A separation algorithm for satellite-based automatic identification system blind signals based on improved joint approximate diagonalization of eigenmatrices

Objectives Due to the unstable performance of traditional multi-channel automatic identification system (AIS) blind signal separation algorithms under low signal-to-noise ratio (SNR) conditions, and the fact that in actual communications, the number of source signals is often unknown, this paper proposes an improved joint approximate diagonalization of eigenmatrices (JADE) algorithm based on preprocessing to enhance robustness and stability. Methods First, the received signal is preprocessed using the singular spectrum analysis (SSA) algorithm to reduce noise. Next, the minimum description length (MDL) algorithm is used to estimate the number of source signals in the processed mixed matrix.

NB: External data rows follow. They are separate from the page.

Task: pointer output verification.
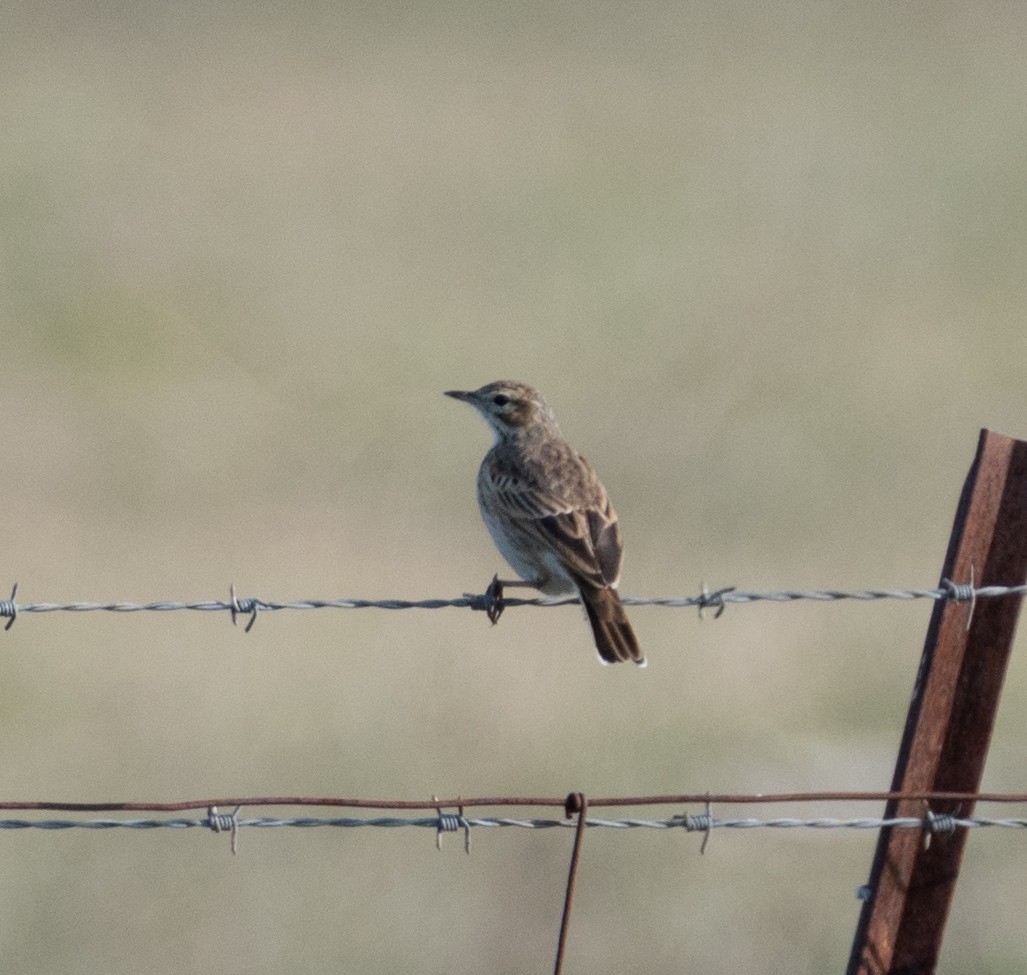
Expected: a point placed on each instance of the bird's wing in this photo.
(581, 529)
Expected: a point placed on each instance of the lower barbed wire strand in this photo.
(675, 823)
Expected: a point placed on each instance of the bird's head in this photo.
(511, 409)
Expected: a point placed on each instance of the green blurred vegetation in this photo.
(767, 265)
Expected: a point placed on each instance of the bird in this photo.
(548, 515)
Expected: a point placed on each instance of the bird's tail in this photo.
(614, 637)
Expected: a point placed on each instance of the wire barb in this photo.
(962, 593)
(242, 606)
(707, 600)
(576, 802)
(8, 608)
(937, 823)
(225, 823)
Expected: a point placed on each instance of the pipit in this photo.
(548, 515)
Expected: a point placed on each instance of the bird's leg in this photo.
(494, 595)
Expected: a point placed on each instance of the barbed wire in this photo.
(443, 821)
(449, 823)
(717, 599)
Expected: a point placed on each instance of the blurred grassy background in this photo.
(767, 264)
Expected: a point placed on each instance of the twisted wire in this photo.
(251, 606)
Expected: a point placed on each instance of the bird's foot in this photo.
(494, 599)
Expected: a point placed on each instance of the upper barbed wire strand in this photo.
(249, 605)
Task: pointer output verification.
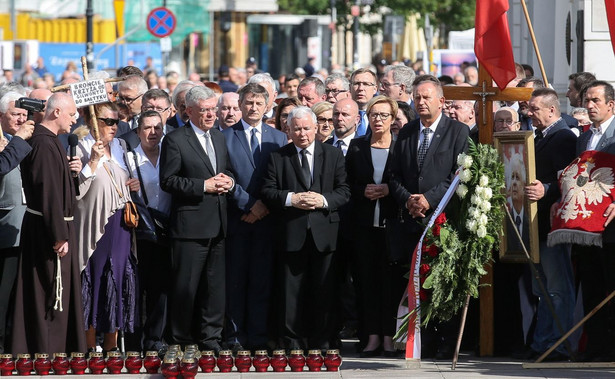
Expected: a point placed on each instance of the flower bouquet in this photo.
(452, 254)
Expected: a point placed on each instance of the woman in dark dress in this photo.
(380, 284)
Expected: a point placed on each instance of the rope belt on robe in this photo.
(58, 284)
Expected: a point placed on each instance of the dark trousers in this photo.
(249, 277)
(380, 284)
(9, 261)
(155, 273)
(309, 289)
(198, 295)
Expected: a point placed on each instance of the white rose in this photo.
(465, 175)
(475, 199)
(488, 194)
(471, 225)
(481, 231)
(482, 219)
(467, 161)
(462, 191)
(484, 181)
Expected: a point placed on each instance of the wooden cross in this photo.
(91, 107)
(485, 94)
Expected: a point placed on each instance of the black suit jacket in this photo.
(439, 166)
(360, 171)
(329, 179)
(184, 167)
(552, 153)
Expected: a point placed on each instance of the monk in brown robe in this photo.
(46, 319)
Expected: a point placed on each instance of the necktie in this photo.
(518, 223)
(362, 128)
(538, 136)
(424, 146)
(254, 146)
(340, 145)
(209, 147)
(305, 168)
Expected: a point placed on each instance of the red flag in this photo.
(610, 16)
(492, 43)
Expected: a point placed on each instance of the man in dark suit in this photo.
(249, 249)
(423, 166)
(194, 169)
(12, 205)
(304, 186)
(596, 265)
(554, 145)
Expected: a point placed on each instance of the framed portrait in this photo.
(517, 152)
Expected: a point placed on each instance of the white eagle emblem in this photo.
(583, 185)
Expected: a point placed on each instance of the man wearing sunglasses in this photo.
(130, 92)
(153, 100)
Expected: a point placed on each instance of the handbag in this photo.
(131, 215)
(154, 223)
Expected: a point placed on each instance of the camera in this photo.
(31, 105)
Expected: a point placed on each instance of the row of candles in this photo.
(176, 362)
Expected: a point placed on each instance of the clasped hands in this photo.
(376, 191)
(219, 184)
(417, 205)
(307, 200)
(257, 212)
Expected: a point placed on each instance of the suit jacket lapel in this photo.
(241, 136)
(435, 140)
(317, 169)
(193, 140)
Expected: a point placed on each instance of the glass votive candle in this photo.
(42, 364)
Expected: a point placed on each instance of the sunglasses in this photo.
(109, 121)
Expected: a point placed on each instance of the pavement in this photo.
(468, 366)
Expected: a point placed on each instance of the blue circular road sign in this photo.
(161, 22)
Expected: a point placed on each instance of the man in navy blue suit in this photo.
(554, 146)
(249, 250)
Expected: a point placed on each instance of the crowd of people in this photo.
(284, 211)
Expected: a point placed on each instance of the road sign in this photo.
(161, 22)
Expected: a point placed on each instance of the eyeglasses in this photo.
(226, 109)
(128, 100)
(109, 121)
(157, 109)
(382, 116)
(387, 84)
(208, 110)
(363, 84)
(335, 92)
(507, 122)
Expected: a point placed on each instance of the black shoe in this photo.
(392, 354)
(371, 353)
(444, 352)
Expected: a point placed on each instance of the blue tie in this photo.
(256, 151)
(362, 125)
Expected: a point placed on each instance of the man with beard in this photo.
(229, 112)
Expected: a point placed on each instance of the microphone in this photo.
(72, 143)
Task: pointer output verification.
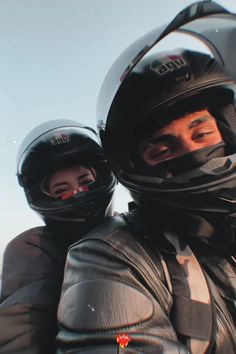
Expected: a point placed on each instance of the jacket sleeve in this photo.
(30, 295)
(106, 293)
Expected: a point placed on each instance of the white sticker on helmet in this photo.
(168, 64)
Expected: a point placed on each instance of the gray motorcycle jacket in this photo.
(114, 284)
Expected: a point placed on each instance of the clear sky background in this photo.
(54, 55)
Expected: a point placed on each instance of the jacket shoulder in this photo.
(112, 230)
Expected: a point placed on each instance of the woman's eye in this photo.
(61, 191)
(86, 181)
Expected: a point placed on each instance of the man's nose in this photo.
(188, 145)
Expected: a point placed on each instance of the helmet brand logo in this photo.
(168, 64)
(58, 139)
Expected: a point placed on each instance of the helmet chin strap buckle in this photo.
(70, 194)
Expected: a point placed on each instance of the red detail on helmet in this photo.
(123, 340)
(70, 194)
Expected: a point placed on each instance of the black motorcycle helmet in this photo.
(58, 144)
(160, 88)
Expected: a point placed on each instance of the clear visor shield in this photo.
(204, 20)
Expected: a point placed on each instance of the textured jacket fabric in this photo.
(33, 268)
(114, 283)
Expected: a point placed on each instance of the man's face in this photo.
(185, 134)
(67, 180)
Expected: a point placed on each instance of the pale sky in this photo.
(54, 55)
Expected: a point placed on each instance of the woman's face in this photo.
(69, 181)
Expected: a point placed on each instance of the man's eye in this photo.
(160, 152)
(203, 134)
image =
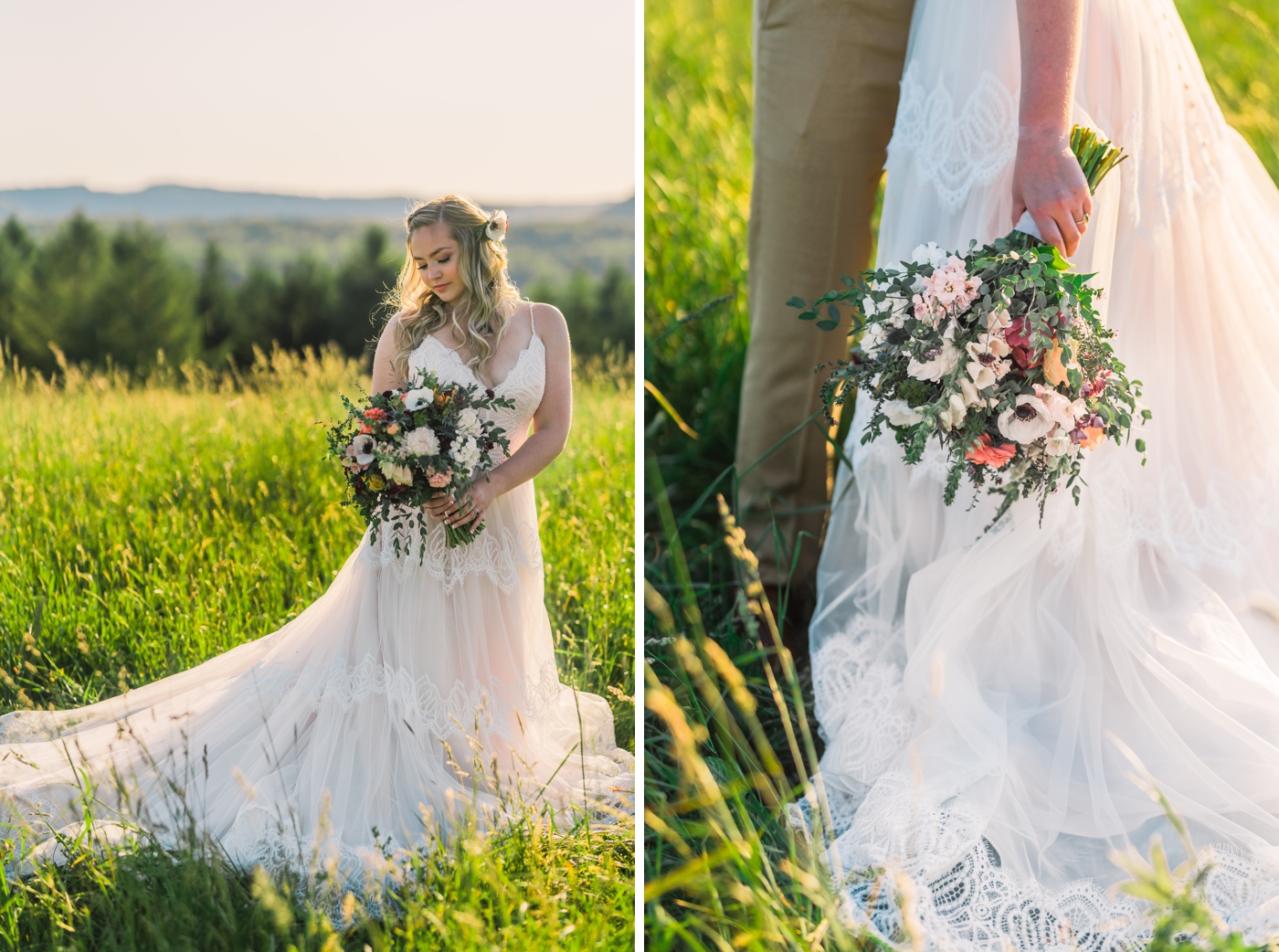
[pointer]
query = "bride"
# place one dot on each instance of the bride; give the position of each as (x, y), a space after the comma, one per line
(411, 691)
(987, 699)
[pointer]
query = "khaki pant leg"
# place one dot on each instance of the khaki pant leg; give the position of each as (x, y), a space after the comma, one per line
(827, 76)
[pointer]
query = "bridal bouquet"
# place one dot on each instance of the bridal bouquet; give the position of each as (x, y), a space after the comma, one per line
(403, 447)
(997, 352)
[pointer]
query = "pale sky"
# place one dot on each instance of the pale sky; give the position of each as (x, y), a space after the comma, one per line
(512, 100)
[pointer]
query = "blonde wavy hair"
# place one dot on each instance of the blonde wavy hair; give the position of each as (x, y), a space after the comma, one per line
(488, 296)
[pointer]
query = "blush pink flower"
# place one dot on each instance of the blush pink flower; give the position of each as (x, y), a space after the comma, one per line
(948, 291)
(987, 454)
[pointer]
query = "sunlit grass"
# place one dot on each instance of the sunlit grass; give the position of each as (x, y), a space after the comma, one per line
(144, 529)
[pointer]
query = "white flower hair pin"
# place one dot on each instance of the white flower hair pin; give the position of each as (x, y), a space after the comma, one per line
(496, 227)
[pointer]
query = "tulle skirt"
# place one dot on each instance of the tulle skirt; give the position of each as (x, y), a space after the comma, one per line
(987, 697)
(416, 693)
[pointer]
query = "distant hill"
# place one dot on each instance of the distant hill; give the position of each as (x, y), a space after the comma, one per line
(170, 202)
(546, 241)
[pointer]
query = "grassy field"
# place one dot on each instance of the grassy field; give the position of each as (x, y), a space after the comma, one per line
(722, 871)
(146, 529)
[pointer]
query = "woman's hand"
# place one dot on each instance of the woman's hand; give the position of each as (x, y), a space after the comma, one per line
(1046, 179)
(469, 511)
(1049, 183)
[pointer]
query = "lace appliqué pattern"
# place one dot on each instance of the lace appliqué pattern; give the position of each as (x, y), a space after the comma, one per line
(956, 151)
(495, 553)
(853, 697)
(416, 700)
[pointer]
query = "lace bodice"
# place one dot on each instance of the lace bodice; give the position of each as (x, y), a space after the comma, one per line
(509, 540)
(524, 384)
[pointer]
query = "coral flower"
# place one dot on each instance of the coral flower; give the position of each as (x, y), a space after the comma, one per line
(987, 454)
(1093, 437)
(1054, 371)
(1020, 342)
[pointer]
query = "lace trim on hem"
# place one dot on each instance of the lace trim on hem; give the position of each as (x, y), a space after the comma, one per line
(956, 151)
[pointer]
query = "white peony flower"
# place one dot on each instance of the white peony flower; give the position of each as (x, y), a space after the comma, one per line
(469, 422)
(466, 453)
(873, 338)
(982, 376)
(930, 254)
(418, 398)
(899, 414)
(422, 441)
(1059, 406)
(496, 227)
(937, 366)
(953, 415)
(364, 448)
(1027, 421)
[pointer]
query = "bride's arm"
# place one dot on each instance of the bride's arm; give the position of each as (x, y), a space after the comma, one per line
(1046, 179)
(550, 422)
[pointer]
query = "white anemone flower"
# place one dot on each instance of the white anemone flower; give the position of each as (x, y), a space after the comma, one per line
(418, 398)
(930, 254)
(1058, 444)
(364, 448)
(1027, 421)
(998, 320)
(873, 338)
(937, 365)
(466, 453)
(971, 398)
(422, 441)
(953, 415)
(899, 414)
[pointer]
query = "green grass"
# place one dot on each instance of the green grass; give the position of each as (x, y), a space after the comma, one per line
(1238, 45)
(697, 163)
(146, 529)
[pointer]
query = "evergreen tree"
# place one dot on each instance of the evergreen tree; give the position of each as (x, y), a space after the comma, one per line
(215, 306)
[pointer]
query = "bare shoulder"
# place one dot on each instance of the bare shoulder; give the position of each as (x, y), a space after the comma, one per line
(550, 323)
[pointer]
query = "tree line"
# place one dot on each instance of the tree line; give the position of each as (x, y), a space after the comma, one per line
(123, 296)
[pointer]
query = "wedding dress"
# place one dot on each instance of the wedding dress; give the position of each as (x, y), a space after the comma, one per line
(974, 689)
(366, 715)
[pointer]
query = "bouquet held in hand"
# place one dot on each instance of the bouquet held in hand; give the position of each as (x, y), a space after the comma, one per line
(998, 352)
(403, 447)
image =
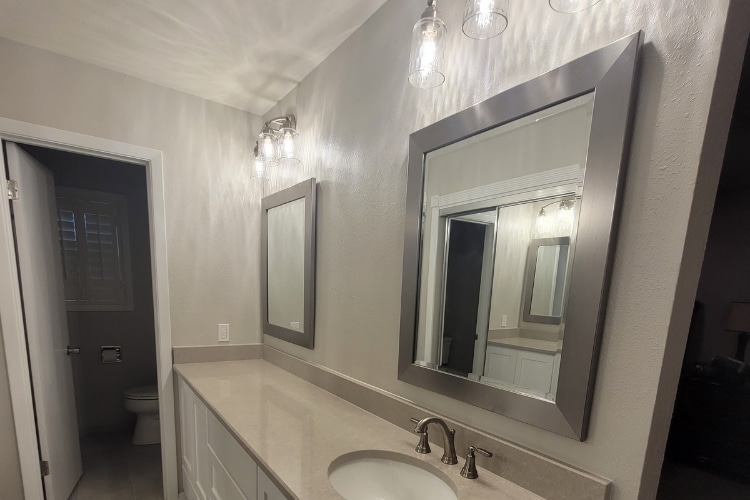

Finally, to address the shortcomings of the traditional JADE algorithm, an improved JADE optimization algorithm is proposed to separate AIS mixed signals. Results By simulating the improved JADE algorithm, its performance was compared with that of the traditional JADE algorithm, the Fast Independent Component Analysis (FastICA) algorithm, the Robust Independent Component Analysis (RobustICA) algorithm, and the Information Maximization (Informax) algorithm. The results show that when separating 2, 3, and 4-channel AIS observation signals, the improved JADE algorithm achieves the highest correlation coefficient, indicating the strongest correlation between the separated signal and the source signal, and this value exceeds 0.8015 across all SNR ranges from 0 to 20dB. Additionally, in terms of crosstalk interference suppression, this method achieves the best suppression performance with values below 0.164 across all SNR ranges from -10 to 20dB. Conclusions The improved JADE optimization algorithm has significant advantages in terms of separation accuracy, algorithm reliability, and computational stability. The research results provide a theoretical basis and technical direction for improving the separation performance and real-time capabilities of AIS receivers and optimizing the design of maritime communication systems in actual engineering applications.